The fantastically titled I’m Done With Self Care, It’s Time for Others’ Harm is the band’s sophomore full-length and it arrives with the not-to-be-sniffed-at backing of Prosthetic Records, who’ve snapped them up after their previous releases helped put the now absolutely unstoppable Ephyra on the map (TSZ’s 2022 debut EP The Sun Will Never Shine Upon Us was actually Ephyra 001). Presumably with a bit of a bigger budget behind it, this one’s a fair but not excessive chunk longer than the band’s 2023 debut full-length Act Like You Don’t Know with a runtime that lands pretty much bang on the half-hour mark, and it’s definitely their best sounding record thanks no doubt to the production of Mychal Soto of snare bombing slam extraordinaires PeelingFlesh.
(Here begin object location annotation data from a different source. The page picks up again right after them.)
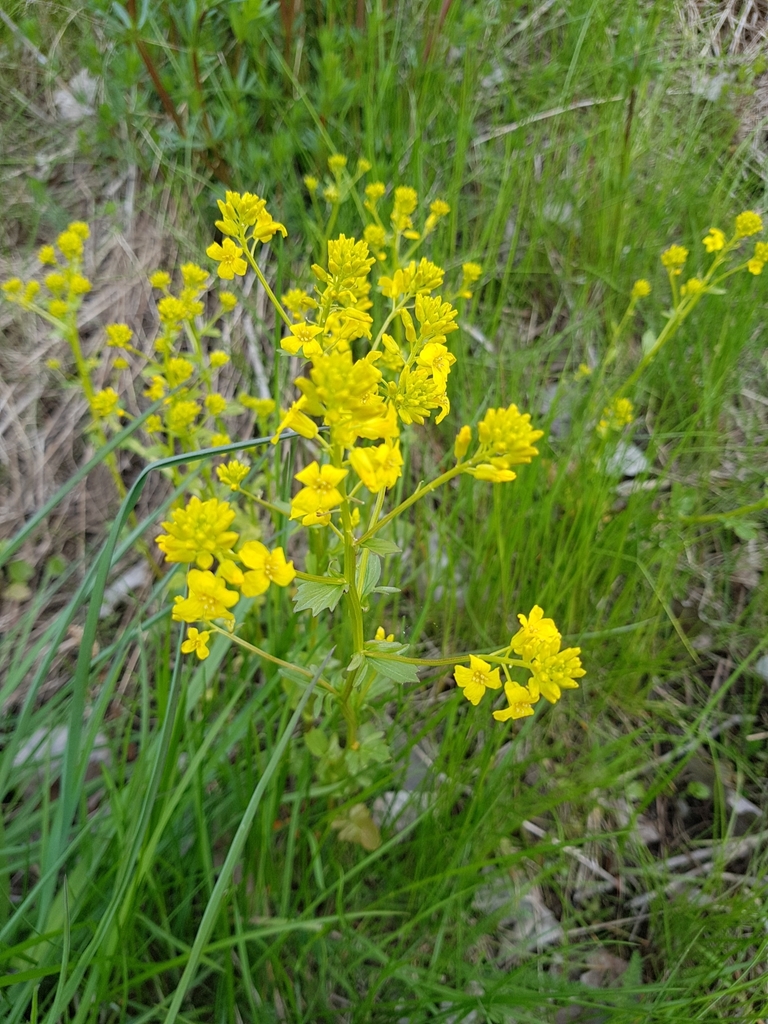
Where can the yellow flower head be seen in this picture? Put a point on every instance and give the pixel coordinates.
(615, 417)
(438, 360)
(519, 699)
(229, 259)
(337, 163)
(554, 670)
(71, 245)
(197, 642)
(199, 532)
(508, 437)
(692, 287)
(378, 467)
(118, 335)
(302, 338)
(535, 631)
(47, 256)
(178, 370)
(160, 280)
(374, 192)
(715, 241)
(232, 474)
(208, 598)
(218, 358)
(105, 402)
(674, 257)
(215, 403)
(266, 566)
(748, 223)
(476, 679)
But by and large the approach remains the same: huge, heinous breakdowns, killer Gothenburg riffs and leads, and a virtuosic and vitriolic performance from vocalist and primary songwriter Andy Reynolds.
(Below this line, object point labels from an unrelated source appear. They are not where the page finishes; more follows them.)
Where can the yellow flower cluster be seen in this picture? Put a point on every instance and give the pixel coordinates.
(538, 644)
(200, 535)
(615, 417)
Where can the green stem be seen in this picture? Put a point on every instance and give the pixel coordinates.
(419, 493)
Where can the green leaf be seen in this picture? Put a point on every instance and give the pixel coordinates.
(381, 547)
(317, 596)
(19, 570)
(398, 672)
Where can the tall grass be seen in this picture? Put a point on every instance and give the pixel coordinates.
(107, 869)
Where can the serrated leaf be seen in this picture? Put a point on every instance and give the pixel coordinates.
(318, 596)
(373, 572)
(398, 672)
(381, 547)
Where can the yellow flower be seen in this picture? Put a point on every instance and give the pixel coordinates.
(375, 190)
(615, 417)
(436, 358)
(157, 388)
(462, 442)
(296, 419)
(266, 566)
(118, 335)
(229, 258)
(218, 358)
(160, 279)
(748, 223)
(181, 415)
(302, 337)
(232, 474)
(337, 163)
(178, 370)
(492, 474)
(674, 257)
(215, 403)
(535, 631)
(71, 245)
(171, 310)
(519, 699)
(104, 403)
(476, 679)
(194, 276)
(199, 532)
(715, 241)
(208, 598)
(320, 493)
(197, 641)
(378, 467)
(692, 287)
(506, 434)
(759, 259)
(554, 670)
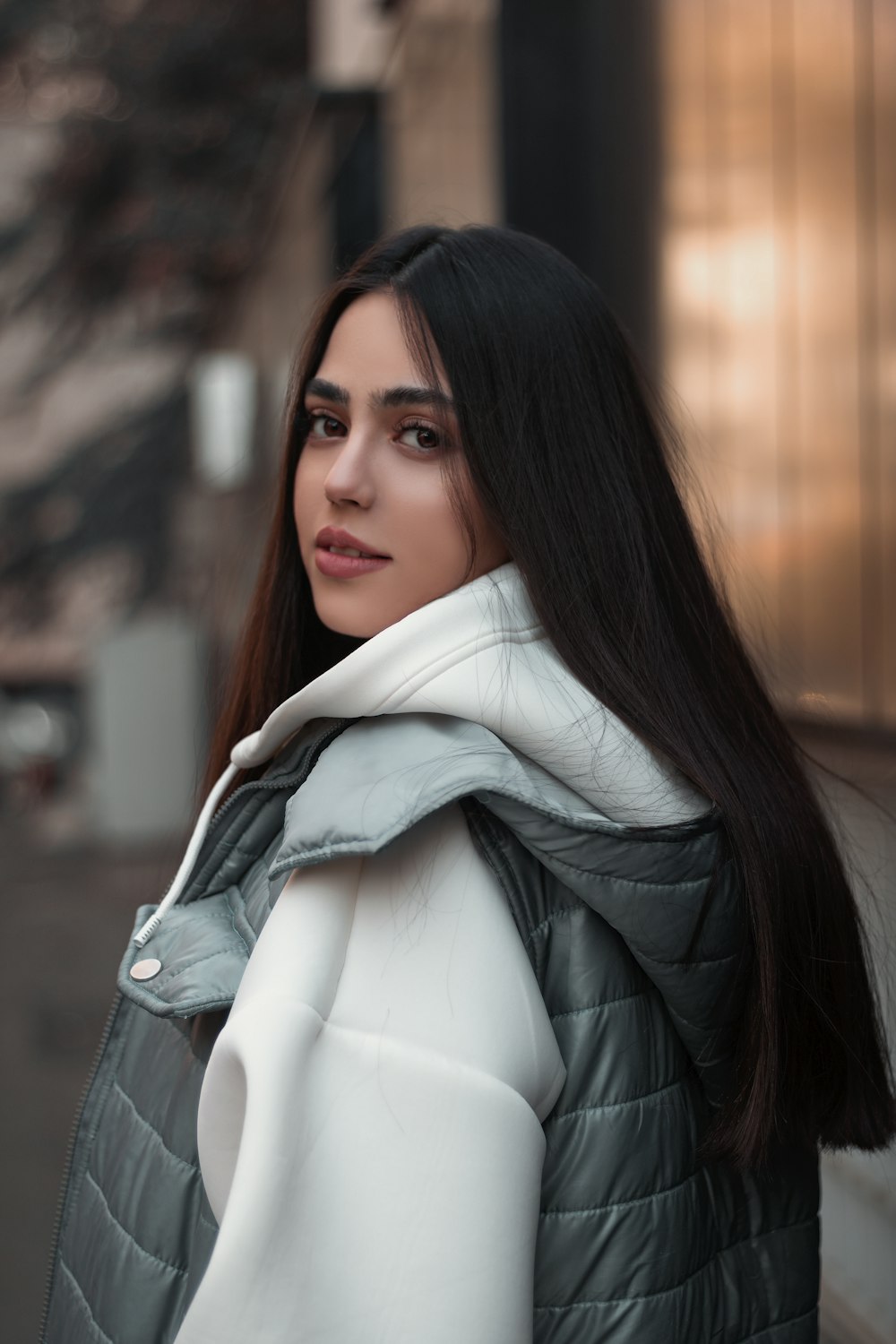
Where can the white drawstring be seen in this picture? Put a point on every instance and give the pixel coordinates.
(142, 935)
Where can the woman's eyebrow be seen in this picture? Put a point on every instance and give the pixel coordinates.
(386, 397)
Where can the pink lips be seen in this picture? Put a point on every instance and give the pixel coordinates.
(344, 566)
(347, 566)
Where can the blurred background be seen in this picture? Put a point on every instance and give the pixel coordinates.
(179, 180)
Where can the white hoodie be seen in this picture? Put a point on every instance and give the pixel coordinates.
(370, 1125)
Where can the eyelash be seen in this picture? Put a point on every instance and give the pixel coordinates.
(408, 426)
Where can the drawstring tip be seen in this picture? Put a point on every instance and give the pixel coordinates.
(144, 935)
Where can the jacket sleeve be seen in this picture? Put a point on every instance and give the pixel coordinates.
(370, 1124)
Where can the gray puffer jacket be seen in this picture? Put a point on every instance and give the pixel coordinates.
(635, 1241)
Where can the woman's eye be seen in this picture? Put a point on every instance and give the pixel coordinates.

Aside from the first 40 seconds or so of noise and FX that draw the listener into opener “GGO”, I’m Done With Self Care… plays out pretty relentlessly, with the band attaining some degree of dynamic variation mainly through their use of three guitars that allow them to add layers of melody and harmony and even a straight-up epic feel either to colour or contrast with the album’s most otherwise brutal and gruelling moments. The lack of respite is hardly a problem either; the aforementioned tight runtime serves the record well, and Thus Spoke Zarathustra are also pretty good at creating little hooks and flavours that help mark the tracks out from one another—like guest Matt McDougal of Boundaries trading off with Reynolds’ filthy gutturals in lead single “I Can’t Save You”, or the exceptional Slaughter of the Soul-isms of “Gage Lanza 2: Return of the Red Hammer”, or the direct references to The Acacia Strain’s “Bay of Pigs” in the breakdown that closes eighth track “The Difference Between You and Me is I Never Got Caught”.
It helps too that Reynolds is quite an intelligible vocalist when he wants to be, belting out monstrous one-liners and call-outs like “Pay the price” in the aforementioned opener, or “I strike down upon you with the force of a thousand suns” before a seismic breakdown does exactly that in fifth track “The Final Blow Will Bring Blood”. Elsewhere, “I Never Believed in Magic Till My Dog Turned into a Snake” and “All I Feel is Cold” see the record get pretty close to a chorus or two—never with clean vocals, God forbid, but simple and catchy enough melodeathy type sections that the band actually revisit more than once to again help with that often elusive memorability factor.
If you wanna go a little deeper there’s also a concept to dig into: a “horror-inspired excavation of the bipolarity of self-betterment and healing with mankind’s more malevolent inclinations towards turmoil, anxiety and vengeance.” It’s about as easy to follow as it sounds—and quite how the Super Mario World sample factors into it we may never know—but it’s there if you want it and if not maybe you’ll just be happy enough with the bleak and hateful vibe of it all. Closer “Bereft of Light” sticks the landing in suitably climactic fashion, with Reynolds bellowing about destroying infinity and burning gods down and so on against a big blackened backdrop of blast beats and tremolo picking that raises the stakes to a staggering final high.
THE BOTTOM LINE
To quote a typically enlightened and eloquent Redditor: “Dude, fuckin zaratustra [sic] spake a fuckin lot dude.” This album absolutely rips; the musicianship is outstanding, the production elevates it a cut above throwback alone, and it also crucially strikes a balance of being both self-aware yet unashamed of its very obvious influences in a way that often makes it way more fun than you might otherwise expect it to be. Stick it on next to the recent Your Spirit Dies album and between them the many missteps that deathcore and metalcore took particularly in the 2010s will soon feel like little more than a bad dream.